Theologian urges U.S. to find security in global justice, not war.


While the United States is embarked on a policy of protecting its economic security with overwhelming military might, American Catholics should know true security can come only from working for justice and peace for all, Father Bryan N. Massingale told a national gathering of Catholic social action leaders.

Father Massingale, a moral theology professor at St. Francis Seminary in Milwaukee, sharply contrasted the biblical vision of shalom, or a society made secure by peace with justice, with the official security policy documents of the Bush administration developed after the Sept. 11, 2001, terrorist attacks.

The Bible and government policy, he argued, present “two fundamentally different and competing visions of life and ‘security.’”

He gave the opening keynote speech Feb. 8 for the 2003 Roundtable Symposium, an annual national meeting in Washington of The Roundtable, an association of U.S. Catholic diocesan social action directors. More than 100 diocesan leaders from across the country attended the symposium, whose theme was “The Security We Seek.”

Rep. Marcy Kaptur, D-Ohio, keynoter for the Feb. 9 session, struck a chord similar to Father Massingale’s. She suggested that if Americans were to enter deep partnerships to feed and educate the poor in Palestine, Pakistan and other troubled nations they would do much to eliminate the conditions of poverty and despair that offer the breeding ground for hatred and terrorism.

That, she said, would show the people of those regions a different side of America “than the underside of an F-16” fighter jet. Father Massingale opened and closed his talk with the prayer of St. Francis that begins, “Lord, make me an instrument of your peace.” He used the opening line as a refrain punctuating his talk.

He said he finds the prayer “especially haunting these days. I am haunted by its vision and call of faith as I survey a world that is so much at odds with what I believe, with the values I espouse, with the way I seek to live.”

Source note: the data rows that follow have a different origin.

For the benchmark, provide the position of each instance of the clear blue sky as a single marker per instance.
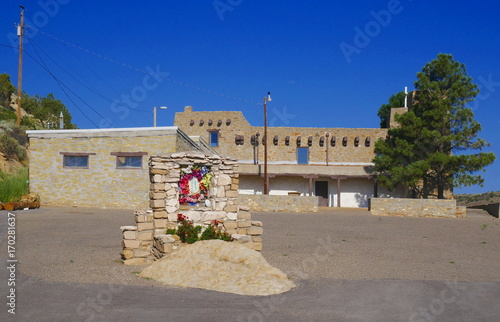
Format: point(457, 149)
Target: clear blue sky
point(227, 54)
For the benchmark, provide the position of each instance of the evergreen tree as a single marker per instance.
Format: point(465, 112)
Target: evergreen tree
point(396, 100)
point(426, 152)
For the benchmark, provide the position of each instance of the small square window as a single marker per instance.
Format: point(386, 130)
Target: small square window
point(127, 162)
point(73, 161)
point(214, 138)
point(303, 155)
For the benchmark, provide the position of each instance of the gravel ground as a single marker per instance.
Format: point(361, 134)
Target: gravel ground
point(82, 245)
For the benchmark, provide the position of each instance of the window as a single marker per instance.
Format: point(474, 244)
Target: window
point(128, 160)
point(302, 155)
point(214, 138)
point(76, 160)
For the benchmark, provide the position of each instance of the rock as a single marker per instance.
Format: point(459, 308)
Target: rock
point(220, 266)
point(135, 261)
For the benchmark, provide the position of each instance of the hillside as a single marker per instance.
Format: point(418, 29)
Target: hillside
point(470, 200)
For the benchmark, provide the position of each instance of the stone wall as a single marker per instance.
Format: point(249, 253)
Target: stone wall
point(277, 203)
point(147, 240)
point(102, 184)
point(407, 207)
point(358, 147)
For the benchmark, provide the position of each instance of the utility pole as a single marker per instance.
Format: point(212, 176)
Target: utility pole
point(266, 178)
point(20, 32)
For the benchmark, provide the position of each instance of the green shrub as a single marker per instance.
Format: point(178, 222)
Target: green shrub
point(13, 186)
point(8, 146)
point(189, 233)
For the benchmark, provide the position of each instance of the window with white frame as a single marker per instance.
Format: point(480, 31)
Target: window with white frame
point(76, 160)
point(129, 160)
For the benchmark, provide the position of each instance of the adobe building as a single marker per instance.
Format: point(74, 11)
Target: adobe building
point(334, 164)
point(99, 167)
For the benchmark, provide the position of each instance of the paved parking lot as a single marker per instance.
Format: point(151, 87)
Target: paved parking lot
point(348, 265)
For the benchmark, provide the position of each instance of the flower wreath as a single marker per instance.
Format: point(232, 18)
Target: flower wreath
point(201, 181)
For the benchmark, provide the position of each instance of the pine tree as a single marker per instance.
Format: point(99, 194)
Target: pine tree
point(427, 151)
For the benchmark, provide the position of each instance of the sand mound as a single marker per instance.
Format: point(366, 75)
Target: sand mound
point(220, 266)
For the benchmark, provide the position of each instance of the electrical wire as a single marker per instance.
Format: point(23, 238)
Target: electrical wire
point(143, 71)
point(62, 86)
point(80, 82)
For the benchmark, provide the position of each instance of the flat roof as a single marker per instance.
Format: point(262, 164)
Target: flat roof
point(131, 131)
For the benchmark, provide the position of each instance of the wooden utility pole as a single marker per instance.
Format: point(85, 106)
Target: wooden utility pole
point(20, 32)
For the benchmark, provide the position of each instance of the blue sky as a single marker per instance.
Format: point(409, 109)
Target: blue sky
point(326, 63)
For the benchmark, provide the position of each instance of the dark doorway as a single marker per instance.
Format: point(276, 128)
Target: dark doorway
point(321, 188)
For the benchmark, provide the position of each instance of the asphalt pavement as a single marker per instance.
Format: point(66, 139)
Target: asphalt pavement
point(348, 266)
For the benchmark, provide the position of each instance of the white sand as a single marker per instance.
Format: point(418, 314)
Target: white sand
point(220, 266)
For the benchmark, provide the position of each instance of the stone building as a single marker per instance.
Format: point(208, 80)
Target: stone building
point(334, 164)
point(99, 167)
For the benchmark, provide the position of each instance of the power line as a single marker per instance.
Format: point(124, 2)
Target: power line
point(143, 71)
point(62, 85)
point(80, 82)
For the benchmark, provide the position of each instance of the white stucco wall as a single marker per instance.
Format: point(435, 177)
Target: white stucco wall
point(355, 192)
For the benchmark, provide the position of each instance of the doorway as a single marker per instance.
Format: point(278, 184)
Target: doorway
point(321, 190)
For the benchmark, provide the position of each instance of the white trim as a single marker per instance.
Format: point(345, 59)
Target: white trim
point(125, 129)
point(310, 163)
point(342, 163)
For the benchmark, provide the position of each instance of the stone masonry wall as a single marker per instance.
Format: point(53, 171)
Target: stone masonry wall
point(276, 203)
point(234, 123)
point(416, 207)
point(101, 184)
point(148, 240)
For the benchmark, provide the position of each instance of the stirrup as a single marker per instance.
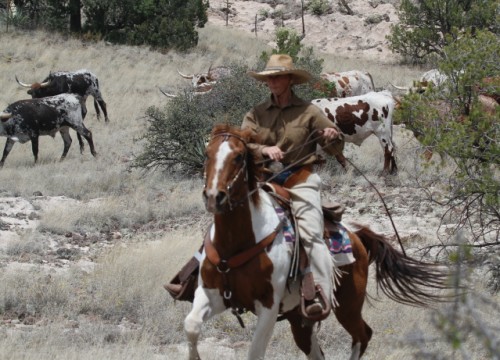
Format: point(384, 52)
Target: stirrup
point(317, 309)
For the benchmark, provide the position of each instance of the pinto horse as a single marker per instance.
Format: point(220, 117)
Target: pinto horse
point(246, 260)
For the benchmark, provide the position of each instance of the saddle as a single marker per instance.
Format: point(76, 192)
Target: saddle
point(185, 282)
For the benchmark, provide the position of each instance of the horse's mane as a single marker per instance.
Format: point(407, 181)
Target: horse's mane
point(254, 170)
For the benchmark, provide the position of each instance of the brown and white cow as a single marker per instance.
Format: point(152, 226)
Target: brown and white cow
point(361, 116)
point(345, 84)
point(202, 82)
point(431, 78)
point(27, 120)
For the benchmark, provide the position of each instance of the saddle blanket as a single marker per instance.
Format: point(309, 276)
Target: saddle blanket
point(338, 242)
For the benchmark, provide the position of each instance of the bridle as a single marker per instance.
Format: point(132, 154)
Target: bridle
point(242, 171)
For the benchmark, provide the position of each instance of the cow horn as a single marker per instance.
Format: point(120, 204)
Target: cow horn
point(167, 94)
point(21, 83)
point(400, 87)
point(185, 76)
point(5, 116)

He cited the growing rich-poor gap that contradicts Catholic social teaching, the ongoing poverty of one in six American children, the racial profiling against Muslims and Arabs and those who are perceived as Muslim or Arab, the increasing suspicion of immigrants and the “perilous precipice of war” with Iraq.

The theologian urged participants to read two 2002 official U.S. public policy documents - “The National Strategy for Homeland Security” issued last July and “The National Security Strategy of the United States of America” in September – both available on the Web at www.whitehouse.gov.

“Among the most striking features of these texts is the underlying tone of pervasive fear,” he said. “Over and over, the documents speak of ‘threats’ and ‘enemies.’ Continually, they underscore and highlight our unprecedented ‘vulnerability.’ ... Repeatedly we are reminded that the enemy is ‘invisible,’ ‘evil,’ ‘smart and resolute.’”

He also highlighted that whenever the term “security” appears in the documents, “it is almost always preceded by the words ‘homeland’ or ‘national,’” and the stated goal of national security is “to protect ‘American interests’ and defend ‘our way of life.’”

American interests, he added, are described in the documents “as a triad of democracy, prosperity and free markets,” but free markets hold pride of place in the triad. He quoted from the September document: “Free markets and free trade are key priorities of our national security strategy.”

In that document, he said, “the United States goes so far as to elevate free trade into a central and defining moral principle.” He quoted from Page 18: “The concept of ‘free trade’ arose as a moral principle even before it became a pillar of economics. If you can make something that others value, you should be able to sell it to them. If others make something you value, you should be able to buy it. This is real freedom, the freedom for a person - or a nation - to make a living.”

Thus,” he commented, “our core American value, the freedom we seek to defend, is the freedom to buy and sell, the freedom to acquire and consume, the freedom - dare I say it? - to shop.”

He added that the “underside” of the free trade, consumerist ethos governing American security policy “is the belief that having a disproportion of goods is appropriate and that using force or violence to get or keep these goods is both necessary and legitimate. ... A consumer society – the American way of life – depends upon violence, or the threat of violence, to maintain itself.”

In the contrasting biblical concept of peace, he said, “Shalom is a vision of social wholeness, a state of well-being for all, where everyone has access to the goods of creation intended to meet the needs of all.”

Father Massingale said U.S. Catholics trying to live out the vision of peace and security expressed in the Bible and Catholic social teaching are also “part of America, part of its ‘interests’ and ‘way of life.’”

We are divided between loyalties to our American ethos and to our Christian identity. ... We also are torn because we, like many of our fellow Americans, are afraid. We, too, witnessed the twin trade towers collapse in a ruinous heap,” he said.

He urged participants, in dealing with war and peace and security issues back in their home dioceses, to acknowledge and discuss those fears. “We achieve nothing by disparaging the fear of others or not owning up to our own,” he said.

But he also reminded them that courage does not mean being fearless: “Rather, courage lies in the determination to do what is right despite being afraid.” He also reminded them that it was because the disciples were afraid that Jesus is found saying to them, “Do not be afraid.”